Some bars in Vitoria-Gasteiz have signs with the legend “Sidra Treviño” glued behind the bar. We asked Marquinez if it is difficult to enter this circuit, considering that he has a hard “competitor” with his way: wine. “It’s not easy. Here the culture of wine is, but the culture of cider... In addition, cider has a very bad thing, prices are very devalued. You go to the supermarket and you see that the bottle is 1.50 euros or cheaper. Given the cost of the job, of the bottle itself -- it's not profitable. It is essential to make a good product and to maintain decent prices. What to do about the blackberry that sells the bottle in a euro?”
In general, he believes that there is no cider culture. “The hotel owners buy any cider, whatever its origin, with which apple it is made... There are some who try to promote their products, but most do not have it in mind. In addition, here is a rare person who asks for cider,” he laughs. “To change this we have to work a lot.”
A lot of people walk from Vitoria-Gasteiz to the Sidrería, passing through the mountains of Errosteta or Arrieta, take the bus after the meal (put the sidrería) and go home. From the Alavesa capital to Askartza, in Treviño, there is a journey of about two hours.
Talking about prices, we've talked to Markinez about the other crops. “Cereals, wheat or barley are heavily dependent on European aid. Can they continue for many years? I don’t know, seeing the prices...” Steelworks Trebiñu does not receive state aid. “In their day they gave us something to alleviate the damage caused by COVID-19, but to put apples, to invest in machinery, nothing.” But he says the problem is deeper. “As for tourism, Treviño is quite lost. There is no more to see how the roads are, many without asphalting, and hardly Burgos or Álava intervene. “We are a partially forgotten country.” We have precarious conditions. For example, there is no internet coverage in many places, we have wifi network on some occasions but on the next no...”.
“When the parents opened the street wouldn’t be able to attract people. ‘Well, if people don’t come, we’ll make it housing and ready,’ they thought. There was a capacity for 40 people, but more and more people started coming, and we decided to expand the cider. Now 120 people come in. In addition to expanding, we have been improving over time the facilities, the machinery, etc.”

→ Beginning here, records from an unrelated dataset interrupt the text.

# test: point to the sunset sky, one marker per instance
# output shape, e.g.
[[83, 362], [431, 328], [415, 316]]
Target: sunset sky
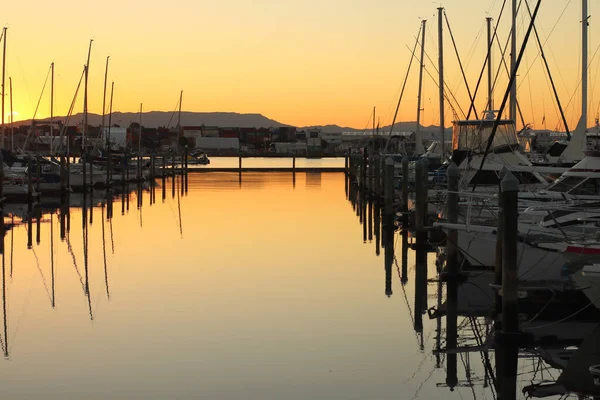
[[298, 62]]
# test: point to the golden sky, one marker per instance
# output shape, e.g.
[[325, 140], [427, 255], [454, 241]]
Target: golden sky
[[298, 62]]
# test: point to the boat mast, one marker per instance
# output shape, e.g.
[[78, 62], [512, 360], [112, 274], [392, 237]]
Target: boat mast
[[12, 131], [584, 62], [112, 89], [441, 79], [3, 75], [104, 98], [418, 141], [373, 135], [85, 87], [512, 110], [139, 175], [52, 110], [490, 73], [179, 119]]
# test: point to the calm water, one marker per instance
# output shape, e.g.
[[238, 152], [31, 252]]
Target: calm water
[[262, 288], [272, 162]]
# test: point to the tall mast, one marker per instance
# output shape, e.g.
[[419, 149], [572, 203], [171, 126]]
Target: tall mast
[[584, 61], [3, 75], [373, 135], [51, 110], [87, 70], [512, 110], [12, 133], [104, 98], [418, 141], [112, 89], [490, 76], [140, 134], [179, 119], [441, 79]]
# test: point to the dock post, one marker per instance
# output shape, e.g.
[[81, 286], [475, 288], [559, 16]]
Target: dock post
[[186, 168], [91, 177], [2, 184], [173, 165], [38, 168], [346, 162], [388, 191], [371, 178], [63, 189], [29, 181], [421, 238], [164, 177], [377, 178], [173, 177], [84, 171], [453, 174], [109, 169], [68, 172], [363, 170], [389, 252], [405, 182], [507, 336], [377, 222]]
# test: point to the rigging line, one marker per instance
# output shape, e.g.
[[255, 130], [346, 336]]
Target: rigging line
[[405, 80], [37, 107], [446, 95], [472, 106], [70, 113], [445, 85], [579, 81], [507, 92], [462, 71], [548, 37], [549, 75]]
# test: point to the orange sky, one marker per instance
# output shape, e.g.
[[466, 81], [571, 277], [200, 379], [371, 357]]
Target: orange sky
[[298, 62]]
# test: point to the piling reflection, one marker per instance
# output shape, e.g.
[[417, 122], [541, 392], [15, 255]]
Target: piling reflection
[[556, 353]]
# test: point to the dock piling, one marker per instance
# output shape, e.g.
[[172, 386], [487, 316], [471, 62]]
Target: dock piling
[[388, 190], [405, 187]]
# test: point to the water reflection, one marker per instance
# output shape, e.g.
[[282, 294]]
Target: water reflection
[[554, 356], [274, 291]]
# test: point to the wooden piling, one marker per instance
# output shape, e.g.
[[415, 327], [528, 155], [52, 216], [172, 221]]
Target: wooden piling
[[371, 176], [453, 174], [2, 182], [388, 190], [186, 169], [363, 170], [508, 337], [509, 199], [173, 166], [63, 187], [38, 168], [346, 163], [109, 169], [421, 238], [377, 178], [68, 177], [405, 182], [29, 180]]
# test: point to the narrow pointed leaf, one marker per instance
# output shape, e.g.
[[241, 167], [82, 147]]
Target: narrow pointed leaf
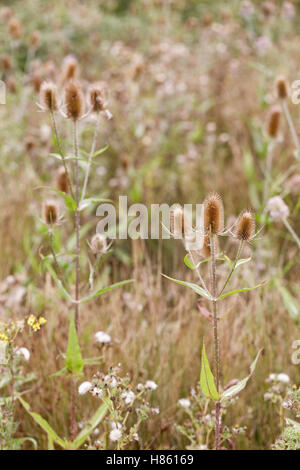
[[192, 286], [237, 388], [74, 361], [207, 380], [104, 290], [236, 291]]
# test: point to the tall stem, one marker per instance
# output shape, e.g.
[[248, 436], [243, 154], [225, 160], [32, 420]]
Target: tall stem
[[216, 336], [77, 224], [90, 158], [61, 152]]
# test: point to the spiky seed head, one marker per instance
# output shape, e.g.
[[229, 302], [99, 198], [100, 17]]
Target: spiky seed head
[[50, 212], [73, 100], [62, 180], [274, 121], [245, 226], [281, 88], [49, 97], [99, 244], [96, 98], [70, 68], [213, 214], [15, 28]]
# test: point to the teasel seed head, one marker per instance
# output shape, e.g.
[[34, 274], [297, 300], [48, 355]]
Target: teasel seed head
[[70, 68], [274, 120], [99, 244], [50, 212], [213, 214], [62, 180], [179, 226], [245, 227], [96, 98], [49, 97], [282, 88], [74, 101]]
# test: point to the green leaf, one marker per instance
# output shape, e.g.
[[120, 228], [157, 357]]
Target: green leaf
[[92, 200], [192, 286], [42, 423], [104, 290], [189, 263], [207, 380], [69, 201], [93, 422], [237, 388], [74, 361], [62, 289], [236, 291]]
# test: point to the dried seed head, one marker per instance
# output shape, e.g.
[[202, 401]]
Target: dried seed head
[[99, 244], [49, 98], [97, 98], [206, 250], [213, 214], [62, 180], [15, 29], [34, 38], [70, 68], [274, 120], [245, 227], [6, 62], [74, 101], [282, 88], [50, 212]]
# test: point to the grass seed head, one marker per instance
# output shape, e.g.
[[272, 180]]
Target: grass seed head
[[73, 100], [50, 212], [213, 214], [282, 88], [245, 227], [49, 97], [62, 180], [274, 121]]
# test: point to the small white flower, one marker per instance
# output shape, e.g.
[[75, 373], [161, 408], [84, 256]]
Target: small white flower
[[151, 385], [84, 388], [284, 378], [128, 397], [97, 392], [23, 352], [102, 337], [184, 402], [277, 208], [115, 435]]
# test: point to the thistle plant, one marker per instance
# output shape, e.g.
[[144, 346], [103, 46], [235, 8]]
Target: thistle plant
[[213, 229], [72, 188]]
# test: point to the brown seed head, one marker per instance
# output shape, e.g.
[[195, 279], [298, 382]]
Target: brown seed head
[[62, 180], [49, 97], [213, 214], [274, 120], [70, 68], [245, 227], [15, 29], [281, 88], [96, 98], [50, 212], [74, 101], [6, 62], [98, 244]]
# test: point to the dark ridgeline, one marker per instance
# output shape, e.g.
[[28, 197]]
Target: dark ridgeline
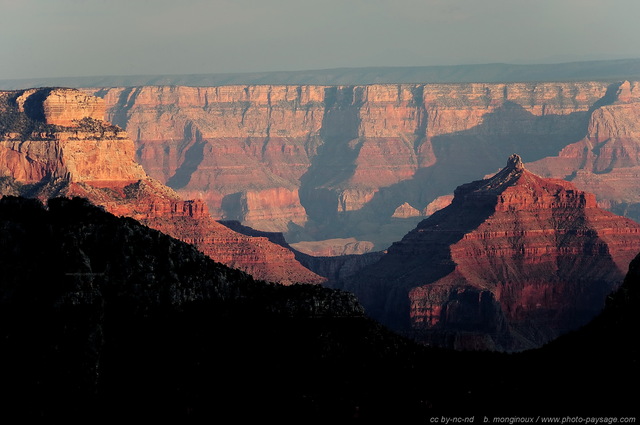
[[102, 318], [514, 262]]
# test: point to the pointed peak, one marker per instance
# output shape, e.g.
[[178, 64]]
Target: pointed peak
[[515, 163]]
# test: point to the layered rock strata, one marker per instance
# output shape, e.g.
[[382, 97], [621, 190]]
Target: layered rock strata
[[607, 160], [335, 157], [80, 155], [513, 262]]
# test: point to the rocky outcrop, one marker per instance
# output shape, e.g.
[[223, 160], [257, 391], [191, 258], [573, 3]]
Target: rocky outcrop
[[513, 262], [331, 158], [333, 247], [606, 161], [83, 156], [405, 211]]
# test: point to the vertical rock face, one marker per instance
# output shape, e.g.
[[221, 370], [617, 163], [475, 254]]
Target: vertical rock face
[[513, 262], [607, 160], [342, 156], [73, 153]]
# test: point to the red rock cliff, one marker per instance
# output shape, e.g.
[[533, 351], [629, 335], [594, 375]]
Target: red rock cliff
[[76, 154], [513, 262], [354, 152], [607, 160]]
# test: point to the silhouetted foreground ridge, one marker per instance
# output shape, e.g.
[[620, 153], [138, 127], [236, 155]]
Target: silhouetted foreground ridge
[[101, 317]]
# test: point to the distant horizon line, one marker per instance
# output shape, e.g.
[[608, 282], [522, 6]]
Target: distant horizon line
[[314, 70], [609, 70]]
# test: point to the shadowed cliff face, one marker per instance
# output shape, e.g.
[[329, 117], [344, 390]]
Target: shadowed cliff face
[[513, 262], [102, 318], [337, 161], [605, 161], [62, 149]]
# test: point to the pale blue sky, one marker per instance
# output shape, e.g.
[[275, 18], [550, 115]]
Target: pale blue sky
[[60, 38]]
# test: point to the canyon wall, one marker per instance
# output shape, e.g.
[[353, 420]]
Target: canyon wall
[[321, 162], [73, 153], [515, 261]]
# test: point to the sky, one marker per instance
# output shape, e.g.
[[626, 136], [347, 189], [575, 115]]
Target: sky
[[71, 38]]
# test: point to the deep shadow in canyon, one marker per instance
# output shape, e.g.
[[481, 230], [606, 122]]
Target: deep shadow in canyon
[[103, 319]]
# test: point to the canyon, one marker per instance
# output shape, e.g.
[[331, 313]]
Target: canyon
[[55, 143], [369, 162], [512, 263]]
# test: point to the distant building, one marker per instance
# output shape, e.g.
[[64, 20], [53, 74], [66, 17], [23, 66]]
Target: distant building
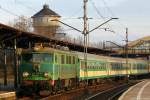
[[42, 23]]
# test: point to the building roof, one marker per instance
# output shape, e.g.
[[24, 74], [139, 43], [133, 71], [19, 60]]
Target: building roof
[[46, 12], [139, 41]]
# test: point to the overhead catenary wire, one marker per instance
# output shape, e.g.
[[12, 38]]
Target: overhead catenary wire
[[28, 7]]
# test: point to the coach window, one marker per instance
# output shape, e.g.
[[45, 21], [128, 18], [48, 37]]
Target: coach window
[[67, 59], [73, 58], [56, 59]]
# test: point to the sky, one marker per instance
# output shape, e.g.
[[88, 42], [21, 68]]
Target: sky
[[132, 14]]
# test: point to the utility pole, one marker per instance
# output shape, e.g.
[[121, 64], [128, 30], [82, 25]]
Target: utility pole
[[85, 33], [127, 53]]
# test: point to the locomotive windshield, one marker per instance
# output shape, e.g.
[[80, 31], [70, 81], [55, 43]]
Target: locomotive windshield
[[37, 57]]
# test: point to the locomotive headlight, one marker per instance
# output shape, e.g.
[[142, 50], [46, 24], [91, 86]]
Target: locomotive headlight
[[46, 74], [25, 74]]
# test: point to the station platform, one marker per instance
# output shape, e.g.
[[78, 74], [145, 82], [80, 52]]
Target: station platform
[[140, 91]]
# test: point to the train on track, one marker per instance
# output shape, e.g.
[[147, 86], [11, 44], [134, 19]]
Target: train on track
[[44, 68]]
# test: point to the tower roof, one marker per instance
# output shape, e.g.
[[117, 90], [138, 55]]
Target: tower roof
[[46, 12]]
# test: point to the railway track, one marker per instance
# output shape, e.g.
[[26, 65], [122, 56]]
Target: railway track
[[112, 93], [105, 91], [84, 93]]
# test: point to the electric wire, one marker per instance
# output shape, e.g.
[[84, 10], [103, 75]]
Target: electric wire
[[7, 11]]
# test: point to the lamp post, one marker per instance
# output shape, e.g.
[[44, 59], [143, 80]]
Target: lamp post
[[126, 52], [85, 32]]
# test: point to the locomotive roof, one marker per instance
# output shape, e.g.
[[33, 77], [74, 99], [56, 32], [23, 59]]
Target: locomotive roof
[[81, 55]]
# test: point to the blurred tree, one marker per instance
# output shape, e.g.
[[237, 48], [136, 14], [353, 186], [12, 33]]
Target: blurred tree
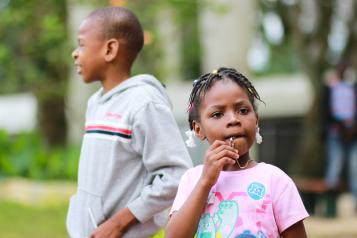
[[184, 15], [322, 33], [33, 57]]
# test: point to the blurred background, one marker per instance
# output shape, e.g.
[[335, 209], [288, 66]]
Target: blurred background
[[284, 46]]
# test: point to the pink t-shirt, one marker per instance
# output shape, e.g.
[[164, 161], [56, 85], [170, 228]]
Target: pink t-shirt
[[257, 202]]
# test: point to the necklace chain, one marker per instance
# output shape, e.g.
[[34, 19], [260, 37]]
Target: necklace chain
[[246, 164]]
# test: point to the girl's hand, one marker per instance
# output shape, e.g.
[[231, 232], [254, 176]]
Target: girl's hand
[[219, 154]]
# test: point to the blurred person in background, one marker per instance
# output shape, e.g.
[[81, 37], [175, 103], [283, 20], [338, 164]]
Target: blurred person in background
[[339, 124]]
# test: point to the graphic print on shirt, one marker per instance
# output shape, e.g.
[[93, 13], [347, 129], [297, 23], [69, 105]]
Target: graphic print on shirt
[[256, 191], [222, 223], [226, 217]]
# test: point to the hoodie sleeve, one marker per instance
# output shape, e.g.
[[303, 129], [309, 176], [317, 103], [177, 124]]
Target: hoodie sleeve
[[164, 155]]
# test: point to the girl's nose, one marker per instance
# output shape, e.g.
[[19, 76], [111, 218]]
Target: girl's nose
[[74, 54], [233, 119]]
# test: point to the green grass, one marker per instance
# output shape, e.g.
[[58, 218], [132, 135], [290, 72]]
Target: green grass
[[17, 220]]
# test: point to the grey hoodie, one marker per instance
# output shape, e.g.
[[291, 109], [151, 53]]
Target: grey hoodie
[[132, 156]]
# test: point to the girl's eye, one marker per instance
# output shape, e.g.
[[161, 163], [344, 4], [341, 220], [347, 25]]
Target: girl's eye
[[243, 111], [217, 115]]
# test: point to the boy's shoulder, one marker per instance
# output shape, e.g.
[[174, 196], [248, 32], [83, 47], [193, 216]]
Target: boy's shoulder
[[145, 88]]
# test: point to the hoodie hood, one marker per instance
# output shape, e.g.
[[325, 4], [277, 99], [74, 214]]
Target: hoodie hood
[[135, 81]]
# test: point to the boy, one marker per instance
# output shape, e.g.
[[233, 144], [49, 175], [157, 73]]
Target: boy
[[132, 154]]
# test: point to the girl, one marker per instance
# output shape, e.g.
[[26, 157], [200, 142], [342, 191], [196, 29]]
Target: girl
[[231, 195]]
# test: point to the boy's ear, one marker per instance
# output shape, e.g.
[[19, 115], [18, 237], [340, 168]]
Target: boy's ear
[[111, 49], [198, 130]]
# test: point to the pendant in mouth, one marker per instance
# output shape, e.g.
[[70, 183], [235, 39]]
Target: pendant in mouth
[[231, 141]]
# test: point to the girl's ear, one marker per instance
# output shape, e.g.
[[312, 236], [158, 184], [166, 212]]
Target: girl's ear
[[257, 116], [111, 49], [198, 130]]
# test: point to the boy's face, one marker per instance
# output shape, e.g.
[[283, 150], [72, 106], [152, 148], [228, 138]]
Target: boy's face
[[226, 112], [88, 54]]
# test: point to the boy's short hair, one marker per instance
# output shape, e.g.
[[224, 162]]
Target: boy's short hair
[[122, 24]]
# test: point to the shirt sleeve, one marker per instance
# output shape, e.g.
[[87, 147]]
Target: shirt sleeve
[[164, 155], [183, 192], [287, 204]]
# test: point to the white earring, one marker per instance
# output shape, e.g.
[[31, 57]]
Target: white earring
[[258, 137], [190, 142]]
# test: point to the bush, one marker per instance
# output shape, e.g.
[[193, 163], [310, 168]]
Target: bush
[[27, 155]]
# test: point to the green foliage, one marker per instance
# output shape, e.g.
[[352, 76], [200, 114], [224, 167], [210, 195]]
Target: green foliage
[[26, 155], [33, 46], [32, 221]]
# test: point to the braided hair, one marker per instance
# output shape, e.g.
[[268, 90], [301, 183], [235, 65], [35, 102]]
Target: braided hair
[[206, 81]]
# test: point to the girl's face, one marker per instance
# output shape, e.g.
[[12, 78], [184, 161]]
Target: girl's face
[[226, 112]]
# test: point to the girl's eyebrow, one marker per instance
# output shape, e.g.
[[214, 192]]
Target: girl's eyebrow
[[238, 103]]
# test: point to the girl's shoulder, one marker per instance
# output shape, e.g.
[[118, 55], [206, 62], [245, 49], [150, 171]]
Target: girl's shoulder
[[271, 170]]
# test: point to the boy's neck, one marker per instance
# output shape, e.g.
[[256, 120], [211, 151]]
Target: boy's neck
[[114, 77]]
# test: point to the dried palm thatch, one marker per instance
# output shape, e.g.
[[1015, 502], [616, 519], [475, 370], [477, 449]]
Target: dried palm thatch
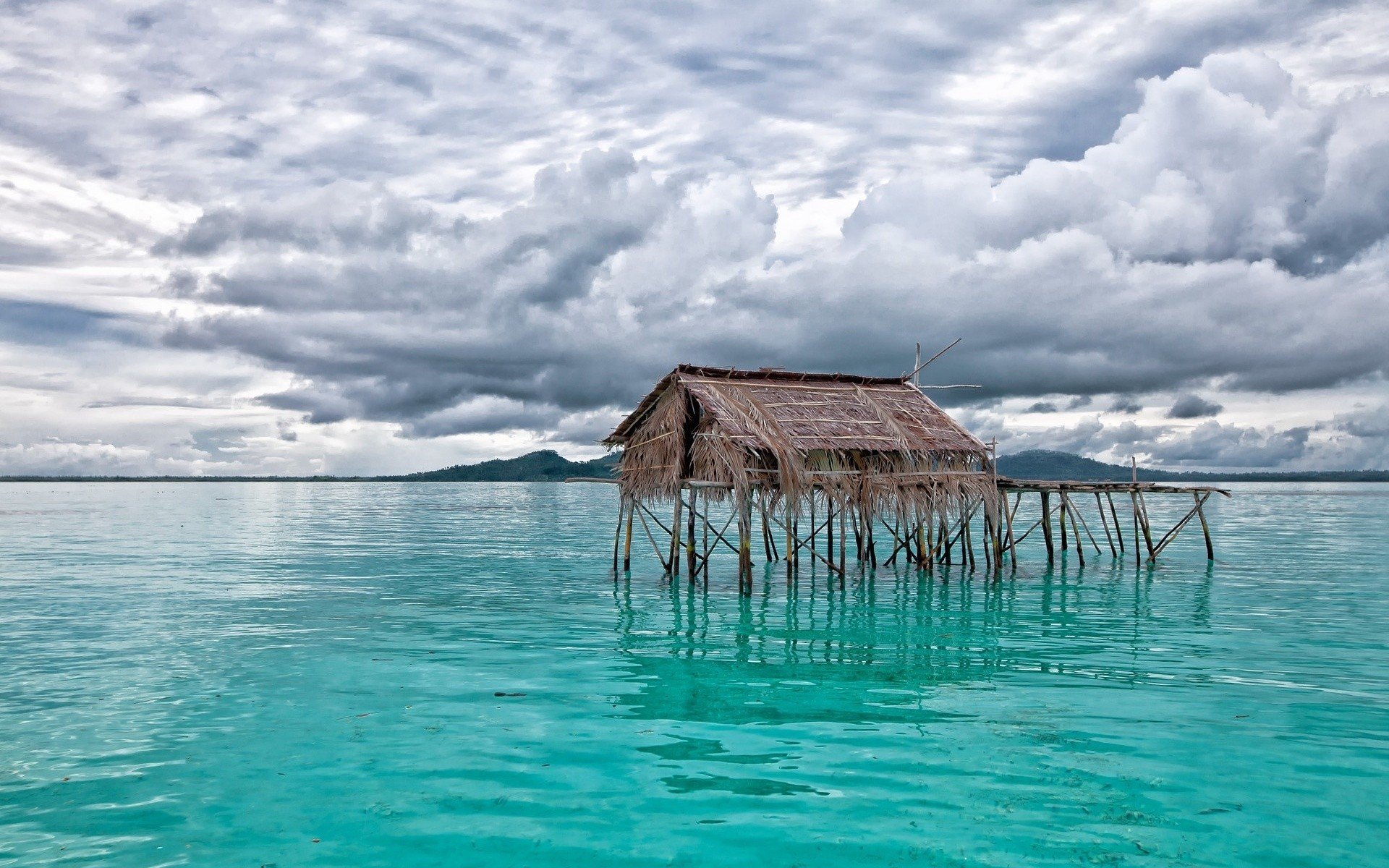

As for the steelworks, Hernani, Usurbil, Astigarraga are the names that someone could give. There is habit, tradition, culture… “Yes, there is the biggest culture, but here too people are starting to study,” said Julen’s brother in ARGIA, in an interview two years ago by journalist Miel Anjel Elustondo. “Before coming to our sidreria, for example, many never saw sidrarias. Say that the vats are there, raise them up and take them, and some: "And you can't ruin the cider? Don’t you have it in the bottle?” they asked. In Julen’s words, “people have learned to drink from txotx.” For her work in favor of the use of the Basque Country, Trebiñu was awarded the Lazarraga Prize of the Bai Euskarari Association in 2019, so we interviewed parents and children (in number 2.652 of ARGIA).
The three Alavese quarries are Treviño, Kuartango and Iturrieta de Aramaio. The latter two produce Euskal Sagardoa, as they use the apples of the chamomile existing in their lands and/or adjacent areas. The first is located in the old resort of Zuazo de Kuartango, on the banks of the Baia River. Iturrieta, in the Arraga district of Aramaio.